Rose Tayler das ganz normale Mädchen von nebenan arbeitet in London und lebt ihr Leben, wie jeder andere Mensch auch, bis um sie herum seltsame Schaufensterpuppen zum Leben erwachen und der Doctor, ein sehr eigener Zeitreisender, ihren Weg kreuzt. Nach einigen Wirrungen und Konflikten wird sie schließlich zu seiner Gefährtin und reist fortan mit ihm und seiner Tardis durch Raum und Zeit. Alle Türen stehen ihr offen, sie treffen auf Außerirdische und sehen die verschiedensten Winkel des Universums. Ein großartiges Abenteuer durch Vergangenheit, Gegenwart und Zukunft, in dem sie viel über sich lernen wird, beginnt.

Schauspieler, Figuren und Entwicklungen

Der neunte Doctor der Reihe, wenn man die alte Serie dazu zählt, wird von Christopher Eccleston gespielt.

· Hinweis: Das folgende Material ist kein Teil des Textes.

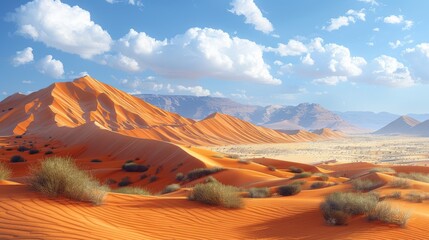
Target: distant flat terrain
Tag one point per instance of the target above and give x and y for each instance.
(365, 148)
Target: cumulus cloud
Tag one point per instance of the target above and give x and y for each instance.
(198, 53)
(418, 58)
(253, 15)
(51, 67)
(400, 20)
(61, 26)
(196, 90)
(341, 21)
(388, 71)
(22, 57)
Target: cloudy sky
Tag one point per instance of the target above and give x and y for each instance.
(370, 55)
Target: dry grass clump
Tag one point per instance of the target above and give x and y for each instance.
(415, 176)
(400, 183)
(362, 185)
(4, 171)
(59, 176)
(201, 172)
(170, 188)
(382, 170)
(289, 189)
(262, 192)
(384, 212)
(215, 193)
(132, 190)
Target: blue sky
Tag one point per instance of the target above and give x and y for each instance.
(367, 55)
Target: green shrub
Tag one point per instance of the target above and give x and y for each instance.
(132, 190)
(317, 185)
(215, 193)
(339, 206)
(302, 175)
(296, 169)
(201, 172)
(288, 190)
(271, 168)
(170, 188)
(415, 176)
(134, 167)
(383, 170)
(385, 213)
(262, 192)
(17, 158)
(59, 176)
(400, 183)
(364, 184)
(4, 171)
(322, 176)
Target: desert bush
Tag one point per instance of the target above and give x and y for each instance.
(271, 168)
(322, 176)
(33, 151)
(262, 192)
(296, 169)
(317, 185)
(395, 195)
(170, 188)
(416, 197)
(400, 183)
(132, 190)
(385, 213)
(59, 176)
(17, 158)
(365, 184)
(382, 170)
(339, 206)
(124, 182)
(215, 193)
(245, 161)
(302, 175)
(289, 189)
(4, 171)
(180, 177)
(201, 172)
(415, 176)
(134, 167)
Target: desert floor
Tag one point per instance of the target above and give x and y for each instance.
(365, 148)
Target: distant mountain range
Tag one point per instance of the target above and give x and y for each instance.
(405, 125)
(303, 116)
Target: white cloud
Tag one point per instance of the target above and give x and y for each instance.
(341, 21)
(61, 26)
(372, 2)
(51, 67)
(395, 44)
(418, 58)
(292, 48)
(22, 57)
(393, 19)
(253, 15)
(196, 90)
(331, 80)
(388, 71)
(198, 53)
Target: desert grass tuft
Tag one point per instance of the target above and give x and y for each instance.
(59, 176)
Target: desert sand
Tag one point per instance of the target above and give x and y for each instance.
(88, 120)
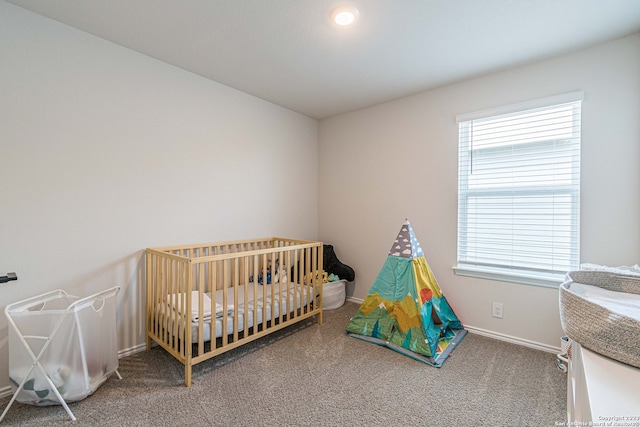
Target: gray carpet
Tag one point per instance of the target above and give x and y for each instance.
(310, 375)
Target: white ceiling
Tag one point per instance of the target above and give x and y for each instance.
(288, 51)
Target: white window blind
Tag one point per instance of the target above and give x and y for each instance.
(519, 191)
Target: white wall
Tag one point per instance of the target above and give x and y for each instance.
(383, 164)
(104, 152)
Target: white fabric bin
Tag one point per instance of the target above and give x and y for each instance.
(71, 339)
(333, 294)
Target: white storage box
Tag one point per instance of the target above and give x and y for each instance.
(333, 294)
(61, 340)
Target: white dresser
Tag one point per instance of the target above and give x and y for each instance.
(601, 391)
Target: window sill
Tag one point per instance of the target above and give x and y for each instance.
(546, 280)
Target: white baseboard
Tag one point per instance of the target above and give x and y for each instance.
(4, 392)
(496, 335)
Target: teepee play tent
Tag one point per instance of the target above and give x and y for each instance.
(405, 309)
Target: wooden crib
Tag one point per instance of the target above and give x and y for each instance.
(203, 300)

Für Nichtkenner der Serie, wie mich bis vor ca. 5 Wochen, der Doctor kann sich regenerieren und verändert dadurch sein Aussehen, weshalb er immer wieder von anderen Schauspieler gespielt wird, wobei jeder ihm seine persönliche Note gibt, aber der Grundcharakter beibehalten wird.

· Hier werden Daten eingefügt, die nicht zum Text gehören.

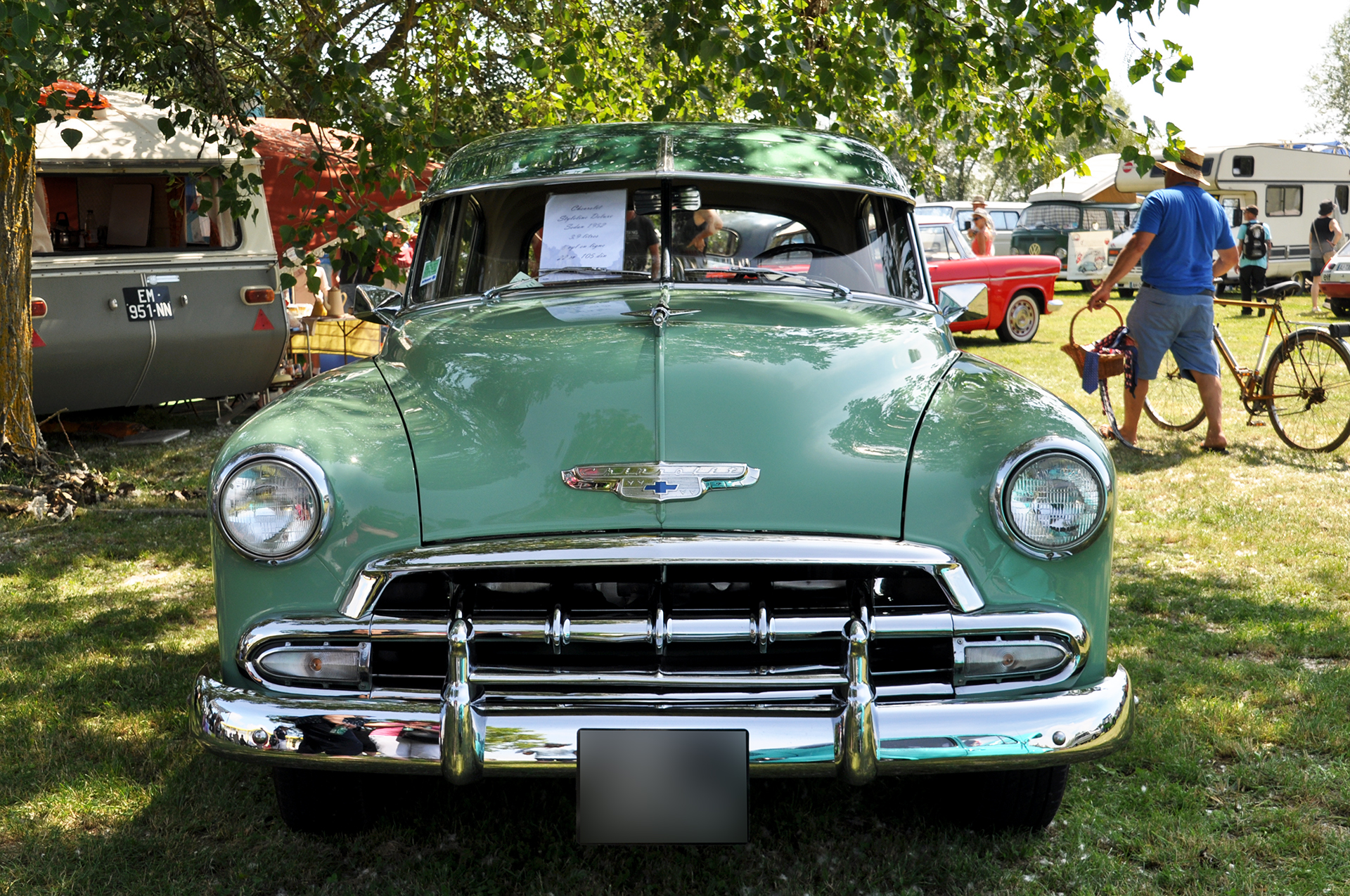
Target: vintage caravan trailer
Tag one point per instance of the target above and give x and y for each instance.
(138, 297)
(1284, 183)
(1075, 218)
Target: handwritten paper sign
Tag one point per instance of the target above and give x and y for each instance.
(584, 231)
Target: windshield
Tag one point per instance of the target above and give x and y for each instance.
(1059, 218)
(523, 238)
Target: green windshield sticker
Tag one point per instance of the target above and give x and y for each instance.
(430, 271)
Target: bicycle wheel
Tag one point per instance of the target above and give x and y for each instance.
(1174, 401)
(1307, 391)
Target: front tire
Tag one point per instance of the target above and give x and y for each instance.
(1021, 320)
(1307, 391)
(321, 802)
(1174, 401)
(1021, 799)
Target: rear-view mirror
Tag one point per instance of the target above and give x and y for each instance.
(959, 300)
(377, 304)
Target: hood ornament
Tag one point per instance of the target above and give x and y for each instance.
(660, 312)
(659, 481)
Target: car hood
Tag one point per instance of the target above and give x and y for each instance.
(820, 396)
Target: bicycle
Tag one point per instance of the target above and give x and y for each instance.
(1304, 389)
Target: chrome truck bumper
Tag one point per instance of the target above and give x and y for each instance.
(855, 739)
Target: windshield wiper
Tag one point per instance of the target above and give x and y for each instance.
(525, 281)
(597, 271)
(835, 287)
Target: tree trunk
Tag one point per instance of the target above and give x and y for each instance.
(18, 176)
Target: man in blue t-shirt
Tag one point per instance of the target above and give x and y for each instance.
(1179, 228)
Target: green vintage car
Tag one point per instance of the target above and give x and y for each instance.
(635, 498)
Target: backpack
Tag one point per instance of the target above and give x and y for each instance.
(1253, 246)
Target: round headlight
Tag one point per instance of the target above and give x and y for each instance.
(269, 509)
(1053, 501)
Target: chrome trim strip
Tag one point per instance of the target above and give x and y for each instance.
(307, 466)
(632, 550)
(1048, 446)
(361, 595)
(914, 625)
(300, 628)
(1029, 732)
(658, 679)
(963, 590)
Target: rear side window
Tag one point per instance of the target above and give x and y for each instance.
(1284, 202)
(449, 252)
(434, 245)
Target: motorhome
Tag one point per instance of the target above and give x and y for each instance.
(1005, 216)
(1285, 183)
(141, 294)
(1075, 218)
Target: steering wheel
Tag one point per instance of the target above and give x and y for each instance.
(821, 252)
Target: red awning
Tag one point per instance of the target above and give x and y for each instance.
(289, 202)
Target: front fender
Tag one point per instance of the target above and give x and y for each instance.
(347, 422)
(979, 415)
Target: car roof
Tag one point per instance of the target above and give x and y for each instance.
(709, 150)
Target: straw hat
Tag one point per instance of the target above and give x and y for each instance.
(1190, 167)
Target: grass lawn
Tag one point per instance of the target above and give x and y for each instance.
(1230, 609)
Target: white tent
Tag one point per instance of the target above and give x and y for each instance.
(1079, 188)
(126, 131)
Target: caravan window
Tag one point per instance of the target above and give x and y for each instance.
(88, 214)
(1284, 202)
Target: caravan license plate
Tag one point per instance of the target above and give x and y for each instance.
(148, 303)
(652, 786)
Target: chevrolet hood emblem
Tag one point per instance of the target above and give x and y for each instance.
(659, 481)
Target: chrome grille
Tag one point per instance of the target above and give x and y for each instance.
(751, 626)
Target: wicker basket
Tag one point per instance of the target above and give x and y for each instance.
(1110, 363)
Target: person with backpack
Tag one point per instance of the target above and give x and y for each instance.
(1254, 245)
(1323, 238)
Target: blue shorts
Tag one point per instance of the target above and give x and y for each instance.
(1181, 324)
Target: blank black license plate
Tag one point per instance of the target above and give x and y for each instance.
(652, 786)
(148, 303)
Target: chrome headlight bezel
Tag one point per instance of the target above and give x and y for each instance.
(288, 456)
(1030, 451)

Christopher Eccleston scheint als Doctor im ersten Moment ganz sympathisch, aber bei nähere Betrachtung wirkt er schnell oberflächlich und kühl.

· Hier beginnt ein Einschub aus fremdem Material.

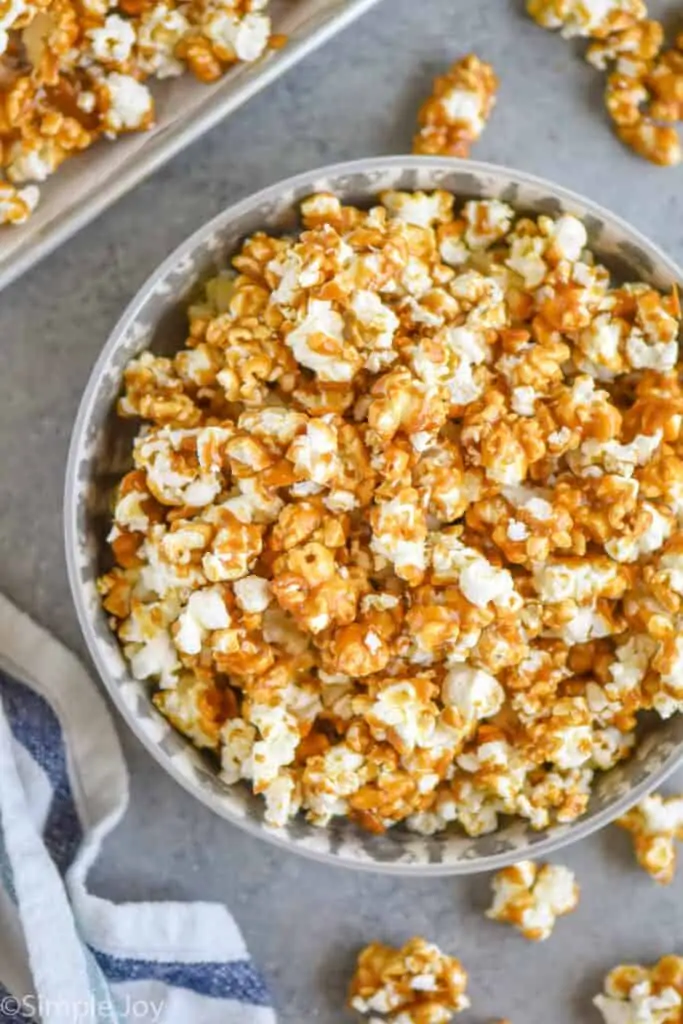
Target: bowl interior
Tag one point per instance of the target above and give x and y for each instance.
(101, 453)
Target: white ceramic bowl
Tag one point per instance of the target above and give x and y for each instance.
(100, 452)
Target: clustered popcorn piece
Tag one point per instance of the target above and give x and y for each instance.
(73, 73)
(655, 823)
(531, 897)
(417, 984)
(644, 92)
(457, 113)
(402, 541)
(635, 994)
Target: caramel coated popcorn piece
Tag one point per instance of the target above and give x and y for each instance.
(82, 74)
(644, 91)
(531, 897)
(587, 17)
(404, 522)
(635, 994)
(655, 824)
(417, 984)
(457, 112)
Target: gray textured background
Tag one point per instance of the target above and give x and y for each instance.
(355, 97)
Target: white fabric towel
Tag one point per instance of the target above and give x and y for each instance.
(67, 955)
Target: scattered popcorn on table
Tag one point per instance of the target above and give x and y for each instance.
(354, 566)
(531, 897)
(417, 984)
(456, 114)
(655, 824)
(75, 73)
(644, 92)
(635, 994)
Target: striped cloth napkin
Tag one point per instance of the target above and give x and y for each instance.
(65, 954)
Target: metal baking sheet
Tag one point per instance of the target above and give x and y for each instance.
(89, 182)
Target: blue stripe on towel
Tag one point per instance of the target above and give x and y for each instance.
(36, 727)
(236, 980)
(10, 1009)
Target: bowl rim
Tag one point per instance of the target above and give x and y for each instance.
(575, 830)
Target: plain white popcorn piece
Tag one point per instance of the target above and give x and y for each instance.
(113, 41)
(480, 582)
(317, 343)
(635, 994)
(130, 103)
(531, 897)
(204, 612)
(473, 692)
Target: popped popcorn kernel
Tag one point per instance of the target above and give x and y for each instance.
(402, 536)
(94, 60)
(417, 984)
(655, 824)
(456, 114)
(531, 897)
(651, 994)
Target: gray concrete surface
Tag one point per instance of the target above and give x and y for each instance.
(356, 97)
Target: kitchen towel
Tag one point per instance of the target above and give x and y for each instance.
(67, 955)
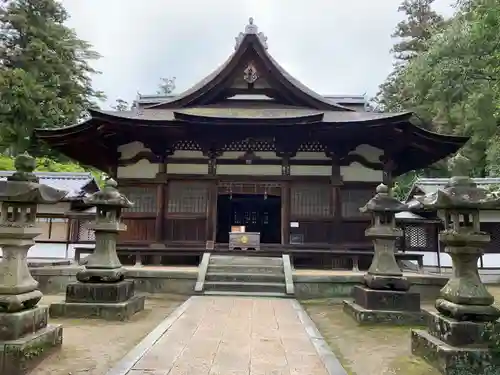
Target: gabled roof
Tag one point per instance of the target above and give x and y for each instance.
(251, 52)
(431, 185)
(78, 184)
(351, 101)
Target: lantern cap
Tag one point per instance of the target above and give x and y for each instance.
(109, 196)
(460, 193)
(383, 201)
(24, 187)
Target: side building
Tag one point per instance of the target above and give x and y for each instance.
(60, 223)
(250, 146)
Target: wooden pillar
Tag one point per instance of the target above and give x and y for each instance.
(212, 199)
(160, 205)
(285, 198)
(211, 214)
(389, 167)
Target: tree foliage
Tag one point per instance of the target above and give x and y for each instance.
(121, 105)
(45, 75)
(452, 82)
(166, 86)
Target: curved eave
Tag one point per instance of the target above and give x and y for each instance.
(217, 77)
(79, 142)
(426, 148)
(298, 120)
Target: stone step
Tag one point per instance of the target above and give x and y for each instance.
(243, 260)
(244, 277)
(234, 286)
(247, 294)
(241, 268)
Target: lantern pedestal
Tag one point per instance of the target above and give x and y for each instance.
(455, 347)
(110, 301)
(26, 338)
(101, 290)
(385, 297)
(372, 306)
(462, 337)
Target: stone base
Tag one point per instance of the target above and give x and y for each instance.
(458, 333)
(16, 325)
(100, 292)
(451, 360)
(109, 311)
(394, 317)
(18, 357)
(480, 313)
(386, 300)
(101, 275)
(387, 282)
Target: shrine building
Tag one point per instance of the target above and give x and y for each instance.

In wichtigen emotionalen Momenten zeigt er Gefühle nicht in der Intensität, dass man sie als Zuschauer spüren kann. Ich habe das Schauspiel nicht, als schlecht empfunden, aber es macht dem Doctor zu einem Klischee Held, der er nun mal defentitiv nicht ist und nimmt ihn seine interessanten Facetten und die inneren Konflikte, die ihm so quälen, da diese nicht nach außen transportiert werden.

Billie Piper spielt die junge Rose, ein Klischee Londoner Teenygirl, die sehr naiv dargestellt wird, was aber nicht an ihrer schauspielerischen Leistung liegt, sondern das sich ihr Charakter nicht so stark weiterentwickelt, wie er es könnte und in späteren Staffeln tut. Sie wirkt oft flach und ohne tiefgreifende innere Konflikte. Alles plätschert etwas dahin und sie trägt immer nur ihre typischen Eigenschaften, die man schon nach Folge eins kennt nach außen. Erst zum Ende der Staffel bekommt sie eine wichtigere Rolle und die Stärke die ihre Figur braucht, um ernst genommen zu werden. Diese Art von Rose stellt Billie Piper sehr gut dar und sie wirkt sehr viel reifer und zum Beginn der neuen Staffel freut man sich auf mehr von ihr.

John Barrowman spielt Captain Jack Harkness und ist von der ersten Sekunde an unheimlich sympathisch und spezieller Charakter dem man Spaß hat ihn zuzuschauen, wie er seine Masche durchzieht und sich immer selbst und seiner Art treu ist. Er ist in dieser Staffel mein persönlicher Lieblingscharakter und ich freute mich auf jede Folge mit ihm und seinem Humor. Schauspielerisch ist bei dieser Figur alles on Point, mehr muss man zu ihm nicht sagen.

Bild, Ton und Schnitt

Bild Ton und Schnitt ist in dieser Staffel nicht herausragendes eine typische Fernsehproduktion von 2005. Es wurde wenig gewagt aber eine gute Qualität gehalten, auch wenn heute die spezial Effekte teilweise schlecht aussehen.

Fazit

Für mich als kompletter Who Neuling war es sehr interessant in diese neuen Welten einzutauchen und sie mit Rose zu entdecken. Das Konzept der Serie und die meist vorhandene innere Logik haben mich gefesselt und schon da nicht mehr losgelassen. Kurzum ich mag die Staffel, auch wenn sie einige fehlerhaft. Ich kann nur jedem sagen: „Schaut weiter“, es wird noch so viel besser. Doctor Who ist eindeutig eine Serie mit Suchtgefahr und viel Kreativität. Eine wirkliche Empfehlung für alle die Scifi, Zeitreisen, Humor und Serien mögen.

Nun noch ein letzter Satz, den ich von Schlaubibasti so oft während dieser Staffel gehört habe: „Es wird noch so viel besser“.